Capital works as a bulwark against losses and provides protection for members when a credit union is experiencing economic trouble. It follows then that when it comes to measuring an a credit union's financial strength, capital is valuable. From a safety and soundness perspective, more capital is preferred.
ARMSTRONG racked up 30 out of a possible 30 points on our test to measure the adequacy of a credit union's capital, exceeding the national average of 15.65.
ARMSTRONG had a capitalization ratio of 30.00 percent in our test, above the average for all credit unions, suggesting that it's stronger than its peers.
This test's purpose is to try to understand how the credit union's reserves set aside to cover loan losses, as well as overall capitalization could be affected by problem assets, such as unpaid mortgages.

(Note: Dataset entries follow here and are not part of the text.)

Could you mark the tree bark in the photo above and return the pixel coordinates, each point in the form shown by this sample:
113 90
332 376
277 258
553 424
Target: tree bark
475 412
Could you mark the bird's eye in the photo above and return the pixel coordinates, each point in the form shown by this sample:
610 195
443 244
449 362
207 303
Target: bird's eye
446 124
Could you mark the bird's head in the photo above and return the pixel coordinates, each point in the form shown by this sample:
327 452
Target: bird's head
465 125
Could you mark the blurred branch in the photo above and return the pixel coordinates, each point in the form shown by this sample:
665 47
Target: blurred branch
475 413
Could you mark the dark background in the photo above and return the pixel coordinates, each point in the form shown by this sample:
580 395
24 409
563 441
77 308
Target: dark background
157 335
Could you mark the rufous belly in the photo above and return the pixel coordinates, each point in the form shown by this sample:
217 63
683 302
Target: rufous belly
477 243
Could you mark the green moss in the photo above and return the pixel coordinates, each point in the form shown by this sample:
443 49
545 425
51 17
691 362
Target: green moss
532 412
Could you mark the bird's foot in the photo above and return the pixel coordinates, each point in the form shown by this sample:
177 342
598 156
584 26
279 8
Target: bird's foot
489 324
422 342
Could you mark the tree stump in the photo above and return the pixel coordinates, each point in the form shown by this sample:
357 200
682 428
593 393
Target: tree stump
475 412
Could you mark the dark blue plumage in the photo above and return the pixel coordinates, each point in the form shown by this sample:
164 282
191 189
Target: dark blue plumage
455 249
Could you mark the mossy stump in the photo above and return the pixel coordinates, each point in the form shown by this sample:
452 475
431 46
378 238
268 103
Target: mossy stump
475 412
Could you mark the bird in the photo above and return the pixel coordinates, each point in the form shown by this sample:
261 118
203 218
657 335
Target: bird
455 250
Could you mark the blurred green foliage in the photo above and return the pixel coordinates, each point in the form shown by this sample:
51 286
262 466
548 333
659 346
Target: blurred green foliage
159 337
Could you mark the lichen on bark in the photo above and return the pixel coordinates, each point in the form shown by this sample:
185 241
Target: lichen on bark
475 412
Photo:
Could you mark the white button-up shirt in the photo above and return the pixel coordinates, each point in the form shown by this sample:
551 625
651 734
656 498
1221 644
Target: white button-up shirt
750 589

A credit union with a large number of these kinds of assets could eventually be forced to use capital to cover losses, reducing its equity buffer. It also means that there are likely to be many assets that are in non-accrual status and no longer earning money, resulting in diminished earnings and potentially more risk of a future failure.
ARMSTRONG scored 36 out of a possible 40 points on Bankrate's test of asset quality, lower than the national average of 38.09.
A lower-than-average ratio of problem assets of 0.00 percent in our test was potentially indicative of superior financial strength compared to other credit unions.
How successful a credit union is at making money has an effect on its safety and soundness. A credit union can retain its earnings, boosting its capital cushion, or put them to work addressing problematic loans, likely making the credit union more resilient in times of trouble. Obviously, credit unions that are losing money are less able to do those things.
ARMSTRONG scored 0 out of a possible 30 on Bankrate's test of earnings, lower than the national average of 10.11.
ARMSTRONG had an earnings ratio of 0.00 percent in our test, higher than the average for all credit unions, suggesting that it's beating its peers in this area.
Bankrate.com's Safe & Sound Ratings provide a star rating system to evaluate the current financial status of financial institutions. The information gathered about banks, credit unions and thrifts is updated as set forth in the Terms of Use of Safe & Sound Ratings and Reports. The Safe & Sound Ratings information is grouped by categories of banks, thrifts and credit unions.
Bankrate.com evaluates the financial condition of institutions and assigns a one- to five-star rating for each with five stars representing the highest rating. Institutions with satisfactory performance will generally receive a rating of three or more stars. The majority of institutions fall into the three- to four-star range. An institution with an "NR" rating may be too new to rate or may have limited the publicly available information in their regulatory filings. The "NR" is not an indication of financial strength or weakness. The Safe & Sound rating is believed to be reliable, but the information is not guaranteed. In addition, events since the information was collected may have altered the institution's financial condition.